Updated: March 31, 2016 07:03 AM GMT
As a member of Pax Romana, I had the opportunity to be at the U.N. building in Geneva at the same time as Nepal's deputy Prime Minister Kamal Thapa was telling the world body that our country's new constitution allows for full religious freedom.
This is the same Thapa who had strongly opposed secularism and demanded a full restoration of the monarchy and a Hindu kingdom before joining Nepal's new government last October.
Despite what Thapa might have told this international audience, the reality on the ground in our Himalayan nation is that secularism is not readily embraced and that there remains serious constraints on religious freedom in our country.
Nepal was declared a secular state in 2007 when it abolished its 240-year-old monarchy. The state then promulgated an interim constitution and only introduced the new constitution in September.*
Prior to the promulgation of the constitution, three Christian churches in Jhapa, eastern Nepal, were bombed and Nepalese Christians were threatened by pro-Hindu groups to either leave the country or convert to Hinduism. Pro-Hindu groups also clashed with police on the streets.
Some media, political parties and Hindu leaders even tried to define secularism as a solely Christian agenda. Such were the veracity of accusations that it led to the cancellation of Cardinal Fernando Filoni's visit to our country last year. The Vatican official overseeing the church's missionary activities across the globe wanted to meet with earthquake victims.
With the new Nepalese constitution finally in place, many minority religious leaders believed that the battle in Nepal for secularism and freedom of religion has been won.
But some Christian leaders see secularism, as it is used in the constitution, as not being authentic. Moreover, there are parts in the constitution that indirectly restrict freedom of religion.
Article 26 for example says "no person shall … convert a person of one religion to another religion … Such an act shall be punishable by law."
A close pastor friend of mine, Tanka Subedi, said this means that freedom to choose a religion has been legally criminalized and constitutionally banned even though secularism has been declared.
Based on a report prepared by one of Pax Romana's thematic working groups and made in consultation with various religious minorities, various issues that needed to be addressed in the constitution came to light.
The word secularism
Part of the problem with the new constitution is that the word secularism has been hijacked.
The concern is that secular is being used to mean the protection of Sanatan religion and culture as well as religious and cultural freedom.
Generally, the world Sanatan is understood to be a Hindu term. Therefore, there is a big question mark as to whether this word also includes protecting Nepal's minority religions.
Not that another Hindu-majority country such as neighboring India is able to appreciate this ambiguity.
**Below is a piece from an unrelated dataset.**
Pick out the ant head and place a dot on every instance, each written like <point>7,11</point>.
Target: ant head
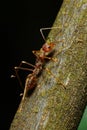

Enraged by the idea of Nepal's secularism, Hindu hardline groups in India have created an undeclared trade blockade, which is immoral considering how the country is still trying to recover from last year's earthquake. Much of Nepal's imports enter the country via India, a large country that surrounds Nepal on three sides.
While the Indian government has categorically denied a hand in the blockade of essential supplies, we must not forget that our neighbor is ruled by a party that is closely linked to groups wanting to turn secular India into a Hindu theocratic state.
That aside, the one thing I have found is that Nepalese politicians are very good at playing with and twisting words that could be used here with Sanatan.
Morally politicians are obligated to declare Nepal a secular state — especially for an international audience — but the fear is that the government could still favor Hinduism at the expense of other faiths.
A constitution needs to be the foundation of the national legislature system and it should be written in simple and clear language so everyone can understand and appreciate it.
The fact that our constitution makes it illegal to change one's faith also needs to be addressed before our leaders can truly tell the world that freedom of religion exists in Nepal.
*This has been corrected. The new constitution was introduced in September, not October as earlier reported.
Prakash Khadka is a Catholic peace and human rights activist as well as the Nepal representative of Pax Romana, the international Catholic movement for intellectual and cultural affairs.